Elle soutient que les moyens soulevés par le requérant ne sont pas fondés.
Par une ordonnance du 12 janvier 2026, l’instruction a été close avec effet immédiat.
Vu les autres pièces du dossier.
Vu :
- le code de l’urbanisme ;
- le code de justice administrative.
Les parties ont été régulièrement averties du jour de l’audience.
Ont été entendus au cours de l’audience publique :
- le rapport de Mme Mettetal-Maxant, première conseillère ;
- les conclusions de Mme Gay-Heuzey, rapporteure publique ;
Les parties n’étaient ni présentes, ni représentées.
Considérant ce qui suit :
Par un arrêté n° PC 95 018 22 00129 du 10 février 2023, le maire de la commune d’Argenteuil a accordé à M. A… B… un permis de construire pour l’extension et la surélévation en R+1 d’une maison en rez-de-chaussée sur la parcelle n° 103 section AS sise 59, rue du clos des moines à Argenteuil.

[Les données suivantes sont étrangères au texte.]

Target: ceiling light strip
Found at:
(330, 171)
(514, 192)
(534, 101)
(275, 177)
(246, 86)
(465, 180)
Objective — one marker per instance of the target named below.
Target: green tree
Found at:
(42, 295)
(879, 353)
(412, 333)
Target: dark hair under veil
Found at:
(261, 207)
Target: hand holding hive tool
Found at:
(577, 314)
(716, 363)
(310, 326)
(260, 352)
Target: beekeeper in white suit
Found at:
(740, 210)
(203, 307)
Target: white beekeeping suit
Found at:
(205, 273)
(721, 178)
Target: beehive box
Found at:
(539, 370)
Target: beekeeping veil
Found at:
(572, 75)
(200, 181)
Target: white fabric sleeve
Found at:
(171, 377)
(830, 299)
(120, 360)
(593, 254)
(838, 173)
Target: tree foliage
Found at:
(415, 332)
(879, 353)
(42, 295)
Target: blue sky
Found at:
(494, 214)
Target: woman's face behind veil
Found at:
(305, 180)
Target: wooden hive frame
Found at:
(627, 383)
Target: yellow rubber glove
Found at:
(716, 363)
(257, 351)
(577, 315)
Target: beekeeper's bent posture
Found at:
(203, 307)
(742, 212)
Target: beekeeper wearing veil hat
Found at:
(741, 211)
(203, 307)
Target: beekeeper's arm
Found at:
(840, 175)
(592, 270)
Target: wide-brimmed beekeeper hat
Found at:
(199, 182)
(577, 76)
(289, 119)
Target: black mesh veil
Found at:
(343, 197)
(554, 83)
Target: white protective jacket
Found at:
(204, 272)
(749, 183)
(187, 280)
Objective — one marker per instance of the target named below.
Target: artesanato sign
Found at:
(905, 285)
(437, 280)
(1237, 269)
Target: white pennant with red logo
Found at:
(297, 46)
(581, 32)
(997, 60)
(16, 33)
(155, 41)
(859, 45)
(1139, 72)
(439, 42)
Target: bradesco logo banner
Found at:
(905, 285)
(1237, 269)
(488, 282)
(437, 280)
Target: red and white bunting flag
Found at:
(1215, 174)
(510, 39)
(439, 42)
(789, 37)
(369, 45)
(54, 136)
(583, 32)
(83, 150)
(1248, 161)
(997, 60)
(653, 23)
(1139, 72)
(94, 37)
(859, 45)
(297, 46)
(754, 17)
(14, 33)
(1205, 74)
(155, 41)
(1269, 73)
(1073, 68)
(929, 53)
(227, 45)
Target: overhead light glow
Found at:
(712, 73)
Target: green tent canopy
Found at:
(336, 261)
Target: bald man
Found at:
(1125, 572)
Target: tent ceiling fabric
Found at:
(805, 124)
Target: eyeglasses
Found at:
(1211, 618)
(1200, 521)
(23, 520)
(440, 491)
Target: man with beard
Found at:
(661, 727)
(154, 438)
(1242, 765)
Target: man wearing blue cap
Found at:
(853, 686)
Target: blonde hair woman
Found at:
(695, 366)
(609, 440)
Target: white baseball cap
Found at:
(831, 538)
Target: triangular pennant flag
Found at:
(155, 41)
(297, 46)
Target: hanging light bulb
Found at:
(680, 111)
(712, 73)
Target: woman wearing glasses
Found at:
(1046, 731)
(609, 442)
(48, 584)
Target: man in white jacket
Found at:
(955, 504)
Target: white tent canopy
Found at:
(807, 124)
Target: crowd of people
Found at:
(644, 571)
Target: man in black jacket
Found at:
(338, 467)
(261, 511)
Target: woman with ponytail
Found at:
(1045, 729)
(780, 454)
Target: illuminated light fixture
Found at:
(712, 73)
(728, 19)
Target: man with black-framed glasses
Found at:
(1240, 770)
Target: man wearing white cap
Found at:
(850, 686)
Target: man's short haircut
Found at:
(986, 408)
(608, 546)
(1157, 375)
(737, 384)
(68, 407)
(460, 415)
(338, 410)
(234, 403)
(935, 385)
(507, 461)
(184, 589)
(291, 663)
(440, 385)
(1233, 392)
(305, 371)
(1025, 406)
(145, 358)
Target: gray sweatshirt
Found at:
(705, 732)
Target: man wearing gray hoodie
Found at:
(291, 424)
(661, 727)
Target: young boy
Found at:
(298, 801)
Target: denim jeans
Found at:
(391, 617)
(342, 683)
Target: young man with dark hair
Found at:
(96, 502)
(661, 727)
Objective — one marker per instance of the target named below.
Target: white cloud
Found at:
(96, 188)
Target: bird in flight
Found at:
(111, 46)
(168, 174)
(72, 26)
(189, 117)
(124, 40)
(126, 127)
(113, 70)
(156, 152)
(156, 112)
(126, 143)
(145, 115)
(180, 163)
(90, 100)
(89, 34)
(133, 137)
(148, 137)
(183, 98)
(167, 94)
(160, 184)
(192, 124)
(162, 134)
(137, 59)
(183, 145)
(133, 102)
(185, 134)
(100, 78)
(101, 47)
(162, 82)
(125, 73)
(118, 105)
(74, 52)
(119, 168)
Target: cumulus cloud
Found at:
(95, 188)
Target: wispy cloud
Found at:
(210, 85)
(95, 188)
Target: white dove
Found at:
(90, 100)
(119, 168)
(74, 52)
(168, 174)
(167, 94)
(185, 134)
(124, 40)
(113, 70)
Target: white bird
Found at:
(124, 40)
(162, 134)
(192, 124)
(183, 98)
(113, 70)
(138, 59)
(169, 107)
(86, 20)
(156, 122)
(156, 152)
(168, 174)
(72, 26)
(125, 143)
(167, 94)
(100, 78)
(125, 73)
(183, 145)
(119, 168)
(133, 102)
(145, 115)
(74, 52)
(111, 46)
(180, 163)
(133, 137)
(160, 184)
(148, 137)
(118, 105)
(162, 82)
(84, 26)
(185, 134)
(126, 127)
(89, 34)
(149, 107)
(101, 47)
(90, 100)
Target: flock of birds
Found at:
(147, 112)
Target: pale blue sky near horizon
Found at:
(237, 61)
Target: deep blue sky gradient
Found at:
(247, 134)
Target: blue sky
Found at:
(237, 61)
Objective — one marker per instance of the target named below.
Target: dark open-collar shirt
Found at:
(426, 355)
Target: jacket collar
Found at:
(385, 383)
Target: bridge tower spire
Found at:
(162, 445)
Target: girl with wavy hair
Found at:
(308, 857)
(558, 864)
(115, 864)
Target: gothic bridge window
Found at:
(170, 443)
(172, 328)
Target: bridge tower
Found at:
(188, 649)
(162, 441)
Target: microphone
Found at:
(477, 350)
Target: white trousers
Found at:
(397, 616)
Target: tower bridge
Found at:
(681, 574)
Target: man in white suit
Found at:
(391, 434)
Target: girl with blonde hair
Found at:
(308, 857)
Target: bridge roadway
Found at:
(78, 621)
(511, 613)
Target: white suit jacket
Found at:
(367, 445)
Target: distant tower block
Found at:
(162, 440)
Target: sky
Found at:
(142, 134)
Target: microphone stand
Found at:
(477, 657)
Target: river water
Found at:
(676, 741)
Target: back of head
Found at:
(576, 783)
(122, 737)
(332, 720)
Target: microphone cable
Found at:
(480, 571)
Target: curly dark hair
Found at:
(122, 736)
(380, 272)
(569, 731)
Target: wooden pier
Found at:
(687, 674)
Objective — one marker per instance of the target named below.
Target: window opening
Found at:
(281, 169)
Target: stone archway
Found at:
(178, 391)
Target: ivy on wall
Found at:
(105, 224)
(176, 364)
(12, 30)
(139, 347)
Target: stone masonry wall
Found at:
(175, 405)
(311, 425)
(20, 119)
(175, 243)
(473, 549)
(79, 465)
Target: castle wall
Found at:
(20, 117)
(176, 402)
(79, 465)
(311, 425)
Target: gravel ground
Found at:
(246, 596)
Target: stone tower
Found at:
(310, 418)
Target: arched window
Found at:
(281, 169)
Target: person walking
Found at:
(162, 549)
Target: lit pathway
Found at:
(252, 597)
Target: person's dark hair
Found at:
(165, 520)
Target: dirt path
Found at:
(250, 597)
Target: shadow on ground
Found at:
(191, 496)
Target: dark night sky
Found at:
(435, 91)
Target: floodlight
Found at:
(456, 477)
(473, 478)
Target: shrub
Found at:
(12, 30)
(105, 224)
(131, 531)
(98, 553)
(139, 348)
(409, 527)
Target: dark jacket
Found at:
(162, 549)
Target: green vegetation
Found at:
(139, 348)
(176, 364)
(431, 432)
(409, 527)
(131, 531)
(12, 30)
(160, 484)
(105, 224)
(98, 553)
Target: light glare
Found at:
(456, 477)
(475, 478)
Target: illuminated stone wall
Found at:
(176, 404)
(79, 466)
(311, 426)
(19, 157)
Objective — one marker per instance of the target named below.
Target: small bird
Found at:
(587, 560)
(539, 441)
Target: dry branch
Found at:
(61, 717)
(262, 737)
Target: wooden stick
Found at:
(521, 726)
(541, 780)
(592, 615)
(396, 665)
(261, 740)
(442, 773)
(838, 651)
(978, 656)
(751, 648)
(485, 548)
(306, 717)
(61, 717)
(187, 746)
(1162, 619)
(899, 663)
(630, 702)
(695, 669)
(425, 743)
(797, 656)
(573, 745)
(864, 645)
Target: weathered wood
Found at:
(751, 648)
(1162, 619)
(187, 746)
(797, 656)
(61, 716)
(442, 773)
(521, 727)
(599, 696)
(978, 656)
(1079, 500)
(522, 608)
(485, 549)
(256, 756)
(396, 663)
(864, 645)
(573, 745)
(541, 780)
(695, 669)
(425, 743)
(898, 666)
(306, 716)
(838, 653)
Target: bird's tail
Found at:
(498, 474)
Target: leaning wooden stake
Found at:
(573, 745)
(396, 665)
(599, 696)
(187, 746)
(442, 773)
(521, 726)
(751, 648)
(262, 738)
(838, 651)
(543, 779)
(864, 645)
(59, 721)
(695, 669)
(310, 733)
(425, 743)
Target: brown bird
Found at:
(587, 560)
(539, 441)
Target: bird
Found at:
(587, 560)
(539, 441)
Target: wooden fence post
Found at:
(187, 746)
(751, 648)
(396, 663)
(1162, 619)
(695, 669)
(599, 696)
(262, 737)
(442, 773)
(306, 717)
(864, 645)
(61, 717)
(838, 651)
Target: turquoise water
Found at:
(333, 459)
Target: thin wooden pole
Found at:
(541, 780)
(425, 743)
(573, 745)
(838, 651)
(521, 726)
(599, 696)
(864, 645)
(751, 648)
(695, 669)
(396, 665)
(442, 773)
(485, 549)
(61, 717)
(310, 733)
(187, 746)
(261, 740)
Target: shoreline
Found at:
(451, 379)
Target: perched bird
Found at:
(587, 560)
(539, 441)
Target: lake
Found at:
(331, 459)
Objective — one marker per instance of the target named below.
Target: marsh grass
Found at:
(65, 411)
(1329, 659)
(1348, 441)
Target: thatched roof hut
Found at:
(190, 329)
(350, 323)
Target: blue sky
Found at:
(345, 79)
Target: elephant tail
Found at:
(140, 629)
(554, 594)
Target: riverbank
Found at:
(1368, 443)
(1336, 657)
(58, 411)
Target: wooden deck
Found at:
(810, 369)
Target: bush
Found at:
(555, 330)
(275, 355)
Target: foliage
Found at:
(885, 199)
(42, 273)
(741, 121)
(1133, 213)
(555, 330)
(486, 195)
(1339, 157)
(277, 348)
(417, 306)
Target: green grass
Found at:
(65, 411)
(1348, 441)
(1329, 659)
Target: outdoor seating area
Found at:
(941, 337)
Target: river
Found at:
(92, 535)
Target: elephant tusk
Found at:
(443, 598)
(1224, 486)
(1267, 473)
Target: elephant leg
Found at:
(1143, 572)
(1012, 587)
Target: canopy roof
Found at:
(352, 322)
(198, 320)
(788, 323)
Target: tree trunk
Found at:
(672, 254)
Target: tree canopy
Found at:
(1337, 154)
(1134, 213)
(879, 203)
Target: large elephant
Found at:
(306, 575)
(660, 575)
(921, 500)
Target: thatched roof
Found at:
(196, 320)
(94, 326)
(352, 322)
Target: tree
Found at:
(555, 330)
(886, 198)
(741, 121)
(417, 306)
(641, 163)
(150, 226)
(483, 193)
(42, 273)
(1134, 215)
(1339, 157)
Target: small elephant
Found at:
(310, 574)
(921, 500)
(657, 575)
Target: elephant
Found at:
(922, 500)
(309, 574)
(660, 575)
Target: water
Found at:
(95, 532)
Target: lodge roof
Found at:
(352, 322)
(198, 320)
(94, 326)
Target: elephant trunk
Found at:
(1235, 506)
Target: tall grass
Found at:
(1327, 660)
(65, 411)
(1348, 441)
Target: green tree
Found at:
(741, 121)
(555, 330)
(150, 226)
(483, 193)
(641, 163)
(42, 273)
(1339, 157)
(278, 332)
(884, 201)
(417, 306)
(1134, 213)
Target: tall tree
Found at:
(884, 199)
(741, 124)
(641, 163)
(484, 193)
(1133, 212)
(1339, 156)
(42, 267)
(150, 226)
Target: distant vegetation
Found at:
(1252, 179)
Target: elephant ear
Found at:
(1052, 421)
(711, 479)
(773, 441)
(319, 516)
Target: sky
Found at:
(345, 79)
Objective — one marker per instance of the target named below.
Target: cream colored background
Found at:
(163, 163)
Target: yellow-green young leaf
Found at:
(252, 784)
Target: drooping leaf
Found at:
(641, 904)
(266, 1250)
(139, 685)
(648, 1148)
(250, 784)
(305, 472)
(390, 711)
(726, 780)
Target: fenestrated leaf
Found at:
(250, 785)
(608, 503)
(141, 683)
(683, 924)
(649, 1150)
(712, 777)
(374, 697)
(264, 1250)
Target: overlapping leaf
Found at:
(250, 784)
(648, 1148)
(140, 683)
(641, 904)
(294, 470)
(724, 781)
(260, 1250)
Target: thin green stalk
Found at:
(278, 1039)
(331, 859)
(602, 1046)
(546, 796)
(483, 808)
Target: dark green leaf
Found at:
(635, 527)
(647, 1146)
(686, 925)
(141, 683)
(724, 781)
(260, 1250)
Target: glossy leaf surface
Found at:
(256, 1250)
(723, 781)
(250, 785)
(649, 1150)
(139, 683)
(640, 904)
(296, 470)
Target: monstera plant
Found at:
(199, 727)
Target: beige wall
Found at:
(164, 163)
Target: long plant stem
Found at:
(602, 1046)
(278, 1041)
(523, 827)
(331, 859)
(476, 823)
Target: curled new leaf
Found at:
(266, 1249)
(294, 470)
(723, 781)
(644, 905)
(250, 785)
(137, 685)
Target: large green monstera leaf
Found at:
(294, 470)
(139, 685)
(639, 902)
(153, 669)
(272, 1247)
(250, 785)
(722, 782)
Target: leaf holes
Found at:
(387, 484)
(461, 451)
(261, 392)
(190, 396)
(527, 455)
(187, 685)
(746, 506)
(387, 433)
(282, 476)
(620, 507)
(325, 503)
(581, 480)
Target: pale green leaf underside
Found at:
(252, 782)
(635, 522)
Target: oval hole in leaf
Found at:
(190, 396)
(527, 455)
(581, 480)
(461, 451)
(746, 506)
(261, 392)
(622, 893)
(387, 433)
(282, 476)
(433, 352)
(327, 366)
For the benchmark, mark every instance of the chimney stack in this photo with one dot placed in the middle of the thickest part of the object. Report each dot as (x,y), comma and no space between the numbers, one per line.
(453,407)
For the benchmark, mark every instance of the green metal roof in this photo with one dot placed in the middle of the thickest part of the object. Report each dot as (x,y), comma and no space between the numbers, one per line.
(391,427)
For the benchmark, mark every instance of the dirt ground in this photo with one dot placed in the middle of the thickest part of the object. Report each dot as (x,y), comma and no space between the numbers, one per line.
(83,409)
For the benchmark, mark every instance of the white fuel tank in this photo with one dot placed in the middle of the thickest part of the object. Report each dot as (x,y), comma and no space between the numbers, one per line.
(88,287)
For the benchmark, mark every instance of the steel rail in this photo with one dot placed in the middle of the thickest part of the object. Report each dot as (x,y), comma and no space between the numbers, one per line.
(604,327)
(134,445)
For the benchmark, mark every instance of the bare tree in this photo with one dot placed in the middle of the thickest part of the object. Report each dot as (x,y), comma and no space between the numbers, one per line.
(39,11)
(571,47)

M. F… a formé un recours gracieux à fin de retrait de ce permis de construire. Du silence gardé par l’administration sur cette demande est née une décision de rejet le 2 juillet 2023. Le requérant demande l’annulation de l’arrêté du 10 février 2023 et de la décision implicite de rejet de son recours gracieux.
Sur les fins de non-recevoir opposées en défense :
En premier lieu, aux termes de l’article R. 600-2 du code de l’urbanisme : « Le délai de recours contentieux à l’encontre (…) d’un permis de construire (…) court à l’égard des tiers à compter du premier jour d’une période continue de deux mois d’affichage sur le terrain des pièces mentionnées à l’article R. 424-15. ». Aux termes de l’article R*424-15 du même code : « Mention du permis (…) doit être affichée sur le terrain, de manière visible de l’extérieur, par les soins de son bénéficiaire, dès la notification de l’arrêté (…) et pendant toute la durée du chantier. (…) ».
Par ailleurs, sauf dispositions législatives ou réglementaires contraires, telles les dispositions relatives à la contestation des élections politiques ou celles prévoyant des délais exprimés en heures ou expirant à un horaire qu’elles précisent, la date à prendre en considération pour apprécier si un recours contentieux adressé à une juridiction administrative par voie postale a été formé dans le délai de recours contentieux est celle de l’expédition du recours, le cachet de la poste faisant foi. Il en va de même pour apprécier si un recours administratif, gracieux ou hiérarchique, a pour effet de conserver ce délai.
La commune d’Argenteuil fait valoir que la requête est irrecevable en raison de la tardiveté du recours gracieux adressé par le requérant le 28 avril 2023 alors qu’elle avait accompli les formalités d‘affichage du permis en mairie le 11 février 2023 et sur sa plateforme Digilor le 21 février 2023 et que le pétitionnaire l’avait affiché sur le terrain d’assiette dès sa notification le 12 février 2023, de sorte que le délai de recours expirait en l’espèce le 21 avril 2023. Toutefois, il ne ressort d’aucune pièce du dossier que le permis attaqué a été affiché pendant une période continue de deux mois à compter du 21 février 2023. Le requérant soutient, sans être utilement contesté, que le panneau d’affichage du permis litigieux a été installé sur le terrain d’assiette du projet à compter du 6 mars 2023 ouvrant un délai de recours jusqu’au 6 mai suivant. Il en résulte que le recours gracieux du 28 avril 2023, reçu en mairie le 2 mai suivant, n’est pas tardif, ni la requête du lundi 4 septembre 2023 introduite dans le délai de deux mois suivant la décision implicite du 2 juillet 2023 de rejet du recours gracieux. Par suite, la fin de non-recevoir opposée en défense doit être écartée.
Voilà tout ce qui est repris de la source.